Se trata de un nuevo frente contra el Gobierno de Mariano Rajoy y en un asunto particularmente sensible como lo prueba el hecho de que el PSOE plantease además otra iniciativa parlamentaria para pedir al Gobierno central que no lo recurra ante los tribunales. Nada mejor pues para los intereses políticos de la Junta de Andalucía.

Por eso el decreto ley que ayer se debatió en el Parlamento no contaba con ningún informe jurídico que lo avalase —lo que no es lo habitual ni mucho menos— y el presidente del Parlamento andaluz, Juan Pablo Durán, no permitió que los letrados de la Cámara se pronunciasen sobre si lo que se votaba era legal o no, a pesar de las peticiones de los diputados del PP.

Hay otro dato revelador de la argucia política que ha llevado esta reducción de jornada de los funcionarios hasta el Parlamento. El Gobierno andaluz planteó en el Anteproyecto de Ley de Presupuestos una Disposición Adicional Quinta en la que se recogían las 35 horas semanales para los funcionarios públicos. Una disposición que ha desaparecido en el Proyecto de Ley que ha llegado al Parlamento después de que el Consejo Consultivo advirtiera expresamente que la jornada de 37,5 horas era normativa básica del Estado».

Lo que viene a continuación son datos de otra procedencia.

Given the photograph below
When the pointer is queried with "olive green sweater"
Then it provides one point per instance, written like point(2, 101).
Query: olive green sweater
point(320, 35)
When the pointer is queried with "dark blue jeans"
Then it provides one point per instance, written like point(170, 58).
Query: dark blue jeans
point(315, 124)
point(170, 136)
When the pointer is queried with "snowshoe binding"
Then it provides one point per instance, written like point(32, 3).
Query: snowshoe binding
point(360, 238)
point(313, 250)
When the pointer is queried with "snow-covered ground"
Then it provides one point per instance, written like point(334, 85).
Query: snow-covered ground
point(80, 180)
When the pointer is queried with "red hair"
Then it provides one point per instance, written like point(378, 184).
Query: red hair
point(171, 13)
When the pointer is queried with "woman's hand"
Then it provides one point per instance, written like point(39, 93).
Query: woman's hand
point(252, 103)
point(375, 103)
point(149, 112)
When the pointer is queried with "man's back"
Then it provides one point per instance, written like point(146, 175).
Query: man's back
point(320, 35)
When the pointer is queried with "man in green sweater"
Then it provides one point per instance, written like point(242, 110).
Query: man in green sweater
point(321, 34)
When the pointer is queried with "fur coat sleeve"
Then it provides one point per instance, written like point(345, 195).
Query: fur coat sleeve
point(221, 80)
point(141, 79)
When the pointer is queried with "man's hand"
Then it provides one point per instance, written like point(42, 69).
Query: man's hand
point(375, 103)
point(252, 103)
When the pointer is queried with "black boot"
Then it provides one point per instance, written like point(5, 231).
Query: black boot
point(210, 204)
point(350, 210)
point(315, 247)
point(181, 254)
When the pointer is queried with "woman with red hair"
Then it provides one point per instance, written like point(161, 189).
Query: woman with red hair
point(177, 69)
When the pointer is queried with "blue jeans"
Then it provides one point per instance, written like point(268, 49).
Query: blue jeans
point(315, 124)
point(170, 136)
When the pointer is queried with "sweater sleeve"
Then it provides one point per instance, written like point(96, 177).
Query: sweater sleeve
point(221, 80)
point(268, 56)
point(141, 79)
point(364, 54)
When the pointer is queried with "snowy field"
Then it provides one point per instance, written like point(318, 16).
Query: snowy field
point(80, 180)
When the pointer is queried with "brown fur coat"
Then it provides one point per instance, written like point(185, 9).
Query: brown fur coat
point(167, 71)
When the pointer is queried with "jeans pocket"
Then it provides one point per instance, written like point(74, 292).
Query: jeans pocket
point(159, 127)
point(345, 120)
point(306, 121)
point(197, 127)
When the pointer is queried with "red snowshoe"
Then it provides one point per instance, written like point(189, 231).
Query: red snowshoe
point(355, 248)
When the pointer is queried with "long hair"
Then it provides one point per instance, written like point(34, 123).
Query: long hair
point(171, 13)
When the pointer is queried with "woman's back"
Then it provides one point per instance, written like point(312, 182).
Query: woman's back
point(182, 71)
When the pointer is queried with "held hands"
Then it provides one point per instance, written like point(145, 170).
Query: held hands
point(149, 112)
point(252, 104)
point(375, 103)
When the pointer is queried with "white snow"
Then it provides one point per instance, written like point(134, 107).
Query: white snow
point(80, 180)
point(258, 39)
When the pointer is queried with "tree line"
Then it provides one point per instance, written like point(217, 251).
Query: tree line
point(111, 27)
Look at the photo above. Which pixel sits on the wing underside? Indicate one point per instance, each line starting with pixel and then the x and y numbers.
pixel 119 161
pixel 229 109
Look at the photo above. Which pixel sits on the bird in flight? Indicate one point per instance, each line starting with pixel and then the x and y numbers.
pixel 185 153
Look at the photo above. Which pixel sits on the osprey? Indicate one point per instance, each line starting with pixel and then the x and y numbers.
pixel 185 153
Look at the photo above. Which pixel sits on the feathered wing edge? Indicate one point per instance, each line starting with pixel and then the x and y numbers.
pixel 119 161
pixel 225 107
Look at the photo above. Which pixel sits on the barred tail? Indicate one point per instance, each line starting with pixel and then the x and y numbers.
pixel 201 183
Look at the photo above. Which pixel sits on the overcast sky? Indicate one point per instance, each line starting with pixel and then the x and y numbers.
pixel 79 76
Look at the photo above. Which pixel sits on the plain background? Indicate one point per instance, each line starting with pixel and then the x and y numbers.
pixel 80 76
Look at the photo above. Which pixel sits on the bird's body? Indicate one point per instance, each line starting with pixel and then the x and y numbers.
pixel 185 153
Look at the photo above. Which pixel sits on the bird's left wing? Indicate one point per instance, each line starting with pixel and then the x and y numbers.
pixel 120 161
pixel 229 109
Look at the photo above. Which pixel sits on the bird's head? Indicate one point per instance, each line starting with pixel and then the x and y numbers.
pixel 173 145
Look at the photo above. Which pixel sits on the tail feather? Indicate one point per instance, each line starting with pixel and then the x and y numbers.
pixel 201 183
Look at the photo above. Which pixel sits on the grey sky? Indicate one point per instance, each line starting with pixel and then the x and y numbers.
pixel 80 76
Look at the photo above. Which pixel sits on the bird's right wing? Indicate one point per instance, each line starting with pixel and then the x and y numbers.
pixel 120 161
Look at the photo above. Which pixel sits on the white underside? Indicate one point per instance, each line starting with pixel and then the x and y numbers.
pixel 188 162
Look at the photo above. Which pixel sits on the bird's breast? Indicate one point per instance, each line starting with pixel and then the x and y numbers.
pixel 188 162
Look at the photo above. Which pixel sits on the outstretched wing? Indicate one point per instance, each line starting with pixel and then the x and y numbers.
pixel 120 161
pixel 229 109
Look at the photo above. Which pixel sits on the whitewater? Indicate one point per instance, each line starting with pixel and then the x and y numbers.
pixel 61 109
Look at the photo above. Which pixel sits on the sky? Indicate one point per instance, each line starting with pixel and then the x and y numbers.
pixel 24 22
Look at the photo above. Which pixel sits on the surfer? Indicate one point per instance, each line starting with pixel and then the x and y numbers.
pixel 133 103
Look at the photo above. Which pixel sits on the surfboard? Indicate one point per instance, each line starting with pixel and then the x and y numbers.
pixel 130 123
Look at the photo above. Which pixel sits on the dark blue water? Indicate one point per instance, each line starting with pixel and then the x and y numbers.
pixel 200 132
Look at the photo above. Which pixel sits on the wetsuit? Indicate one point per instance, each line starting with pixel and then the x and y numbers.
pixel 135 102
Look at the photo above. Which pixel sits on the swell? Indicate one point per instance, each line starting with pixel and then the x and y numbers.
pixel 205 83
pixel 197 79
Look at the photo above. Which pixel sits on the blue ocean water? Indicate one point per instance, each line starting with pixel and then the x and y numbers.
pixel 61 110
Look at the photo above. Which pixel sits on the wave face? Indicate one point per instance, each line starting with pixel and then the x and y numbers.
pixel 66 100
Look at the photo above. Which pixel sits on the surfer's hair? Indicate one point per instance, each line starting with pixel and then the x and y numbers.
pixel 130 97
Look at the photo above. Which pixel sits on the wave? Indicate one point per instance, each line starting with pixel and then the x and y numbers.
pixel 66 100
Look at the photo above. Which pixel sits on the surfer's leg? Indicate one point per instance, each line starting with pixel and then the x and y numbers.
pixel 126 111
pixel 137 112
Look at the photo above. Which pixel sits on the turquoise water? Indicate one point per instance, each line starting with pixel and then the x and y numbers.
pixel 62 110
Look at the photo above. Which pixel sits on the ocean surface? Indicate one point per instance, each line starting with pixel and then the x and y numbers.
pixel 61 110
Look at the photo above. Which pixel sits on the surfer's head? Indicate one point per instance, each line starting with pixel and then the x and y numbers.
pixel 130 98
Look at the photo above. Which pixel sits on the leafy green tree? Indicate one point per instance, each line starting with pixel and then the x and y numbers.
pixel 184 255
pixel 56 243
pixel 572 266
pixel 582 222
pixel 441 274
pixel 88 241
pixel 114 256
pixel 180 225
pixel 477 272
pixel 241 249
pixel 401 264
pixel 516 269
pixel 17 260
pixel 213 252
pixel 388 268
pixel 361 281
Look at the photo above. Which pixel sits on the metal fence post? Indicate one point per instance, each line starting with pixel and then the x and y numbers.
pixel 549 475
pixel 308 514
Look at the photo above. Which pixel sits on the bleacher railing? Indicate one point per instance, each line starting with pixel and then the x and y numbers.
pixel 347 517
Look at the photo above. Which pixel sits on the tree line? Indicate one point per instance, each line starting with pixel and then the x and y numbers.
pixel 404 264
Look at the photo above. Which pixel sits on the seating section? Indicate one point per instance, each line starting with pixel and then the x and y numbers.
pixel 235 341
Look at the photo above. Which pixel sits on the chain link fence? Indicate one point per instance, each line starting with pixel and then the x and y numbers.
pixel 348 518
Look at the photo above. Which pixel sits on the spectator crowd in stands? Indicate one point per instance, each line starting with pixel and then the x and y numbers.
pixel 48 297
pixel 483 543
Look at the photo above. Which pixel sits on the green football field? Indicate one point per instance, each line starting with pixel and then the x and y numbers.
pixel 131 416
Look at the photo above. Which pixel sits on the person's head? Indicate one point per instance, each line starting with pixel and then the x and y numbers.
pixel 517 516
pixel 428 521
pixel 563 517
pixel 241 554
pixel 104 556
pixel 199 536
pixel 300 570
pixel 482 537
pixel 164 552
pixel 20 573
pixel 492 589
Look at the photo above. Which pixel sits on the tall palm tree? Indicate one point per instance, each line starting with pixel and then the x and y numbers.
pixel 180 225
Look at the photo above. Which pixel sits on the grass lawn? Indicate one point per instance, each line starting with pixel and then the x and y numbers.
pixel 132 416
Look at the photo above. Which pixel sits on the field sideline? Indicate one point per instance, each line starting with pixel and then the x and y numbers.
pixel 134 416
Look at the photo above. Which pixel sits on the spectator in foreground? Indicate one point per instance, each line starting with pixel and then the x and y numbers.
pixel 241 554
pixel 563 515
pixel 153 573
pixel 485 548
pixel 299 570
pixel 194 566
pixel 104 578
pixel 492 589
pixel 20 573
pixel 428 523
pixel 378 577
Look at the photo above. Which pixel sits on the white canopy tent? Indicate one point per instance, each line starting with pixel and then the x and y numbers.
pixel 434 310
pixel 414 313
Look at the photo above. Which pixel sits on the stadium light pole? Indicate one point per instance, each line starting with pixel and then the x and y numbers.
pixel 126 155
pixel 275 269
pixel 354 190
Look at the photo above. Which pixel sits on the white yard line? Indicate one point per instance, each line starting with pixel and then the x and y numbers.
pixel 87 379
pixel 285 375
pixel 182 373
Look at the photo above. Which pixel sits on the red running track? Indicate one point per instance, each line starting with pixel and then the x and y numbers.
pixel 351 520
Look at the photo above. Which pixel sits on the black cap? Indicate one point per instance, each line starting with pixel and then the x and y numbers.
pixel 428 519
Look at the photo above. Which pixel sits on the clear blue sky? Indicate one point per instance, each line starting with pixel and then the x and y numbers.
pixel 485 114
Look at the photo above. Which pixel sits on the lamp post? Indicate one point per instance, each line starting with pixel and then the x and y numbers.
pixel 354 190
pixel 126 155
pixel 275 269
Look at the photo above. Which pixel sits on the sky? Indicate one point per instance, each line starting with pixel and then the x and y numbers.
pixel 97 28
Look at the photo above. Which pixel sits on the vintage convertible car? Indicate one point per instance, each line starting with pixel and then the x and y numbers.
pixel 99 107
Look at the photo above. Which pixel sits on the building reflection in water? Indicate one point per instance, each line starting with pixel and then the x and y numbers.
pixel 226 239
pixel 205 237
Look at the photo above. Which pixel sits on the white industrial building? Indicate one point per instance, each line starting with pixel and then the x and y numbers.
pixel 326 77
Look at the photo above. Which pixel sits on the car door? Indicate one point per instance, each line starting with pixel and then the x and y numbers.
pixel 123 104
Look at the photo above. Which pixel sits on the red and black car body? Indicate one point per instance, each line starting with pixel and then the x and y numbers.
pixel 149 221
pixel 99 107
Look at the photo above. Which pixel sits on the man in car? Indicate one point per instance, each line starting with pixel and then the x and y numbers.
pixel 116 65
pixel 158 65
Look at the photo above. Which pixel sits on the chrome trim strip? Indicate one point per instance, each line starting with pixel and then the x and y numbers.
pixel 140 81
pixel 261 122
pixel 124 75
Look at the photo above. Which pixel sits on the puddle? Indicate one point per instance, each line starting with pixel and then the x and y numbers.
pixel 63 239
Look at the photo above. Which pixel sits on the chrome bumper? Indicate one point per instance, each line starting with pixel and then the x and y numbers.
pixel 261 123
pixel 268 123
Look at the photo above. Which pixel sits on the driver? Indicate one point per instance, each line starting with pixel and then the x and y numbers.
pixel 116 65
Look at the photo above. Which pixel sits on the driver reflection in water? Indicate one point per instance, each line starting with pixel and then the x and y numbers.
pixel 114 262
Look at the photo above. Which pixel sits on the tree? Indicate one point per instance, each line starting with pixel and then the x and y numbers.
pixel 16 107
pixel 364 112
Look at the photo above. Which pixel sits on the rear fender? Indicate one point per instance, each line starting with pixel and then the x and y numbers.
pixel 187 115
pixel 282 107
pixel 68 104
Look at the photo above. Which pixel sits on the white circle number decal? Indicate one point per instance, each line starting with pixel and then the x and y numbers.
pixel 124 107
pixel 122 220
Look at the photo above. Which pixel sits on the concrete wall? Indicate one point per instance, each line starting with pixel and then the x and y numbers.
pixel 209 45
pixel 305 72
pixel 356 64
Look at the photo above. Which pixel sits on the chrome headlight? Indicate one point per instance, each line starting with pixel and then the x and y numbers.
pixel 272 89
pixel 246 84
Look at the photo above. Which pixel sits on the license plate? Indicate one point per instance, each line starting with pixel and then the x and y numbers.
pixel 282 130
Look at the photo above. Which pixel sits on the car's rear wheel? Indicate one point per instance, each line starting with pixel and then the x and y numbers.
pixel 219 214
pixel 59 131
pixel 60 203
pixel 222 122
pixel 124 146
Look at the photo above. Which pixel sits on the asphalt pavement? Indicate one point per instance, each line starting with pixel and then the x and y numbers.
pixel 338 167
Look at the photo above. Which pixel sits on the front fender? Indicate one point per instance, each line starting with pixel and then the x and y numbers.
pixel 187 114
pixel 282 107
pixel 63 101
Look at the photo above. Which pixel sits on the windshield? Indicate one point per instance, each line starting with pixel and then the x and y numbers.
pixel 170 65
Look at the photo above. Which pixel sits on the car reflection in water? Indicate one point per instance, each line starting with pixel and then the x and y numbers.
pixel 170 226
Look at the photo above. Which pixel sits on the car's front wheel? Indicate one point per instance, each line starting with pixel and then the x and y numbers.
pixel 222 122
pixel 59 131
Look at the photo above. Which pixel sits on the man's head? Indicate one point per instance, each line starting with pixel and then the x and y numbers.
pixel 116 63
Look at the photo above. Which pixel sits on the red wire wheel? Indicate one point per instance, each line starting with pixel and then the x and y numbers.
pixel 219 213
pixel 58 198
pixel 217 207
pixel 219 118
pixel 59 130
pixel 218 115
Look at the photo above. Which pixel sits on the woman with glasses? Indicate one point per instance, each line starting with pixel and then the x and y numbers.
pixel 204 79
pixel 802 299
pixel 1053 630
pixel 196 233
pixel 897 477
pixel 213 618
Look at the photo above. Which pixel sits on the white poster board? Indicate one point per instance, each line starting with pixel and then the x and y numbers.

La consejera de Hacienda, María Jesús Montero, insistía en que en el Presupuesto 2017 sí están consignadas las cantidades necesarias para poner llevar a cabo esta reducción horaria, además de un remanente disponible por si el Gobierno central autoriza la subida del 1% en las nóminas de los empleados públicos.

PP y Ciudadanos, convencidos de su nulidad

Eso sí, el texto propuesto por el Gobierno andaluz se aprobó contando con los votos del PSOE, Podemos e IU y las abstenciones del PP y Ciudadanos que no se atrevieron a votar en contra de los intereses de los funcionarios a pesar de que estaban convencidos de su nulidad. Tanto Podemos como IU eran plenamente conscientes de que estaban haciendo el juego político al PSOE abriendo un nuevo asunto de confrontación con Rajoy.

Otra cosa muy distinta será si el decreto se puede poner en práctica o los tribunales lo paran antes del próximo 16 de diciembre. En cualquier caso, el Gobierno andaluz ya habrá cumplido con su compromiso ante los sindicatos y los funcionarios aplicándoles la reducción de jornada.

El líder del PP andaluz, Juanma Moreno, lleva varias semanas preparando una ofensiva sobre este asunto tratando de evitar el argumento que los socialistas repetirán a partir de ahora y que culpa al Gobierno del PP de su recorte en los derechos laborales. Se ha reunido con un catedrático de Derecho Constitucional tratando de desactivar esta ofensiva. Por el momento, no ha encontrado el camino.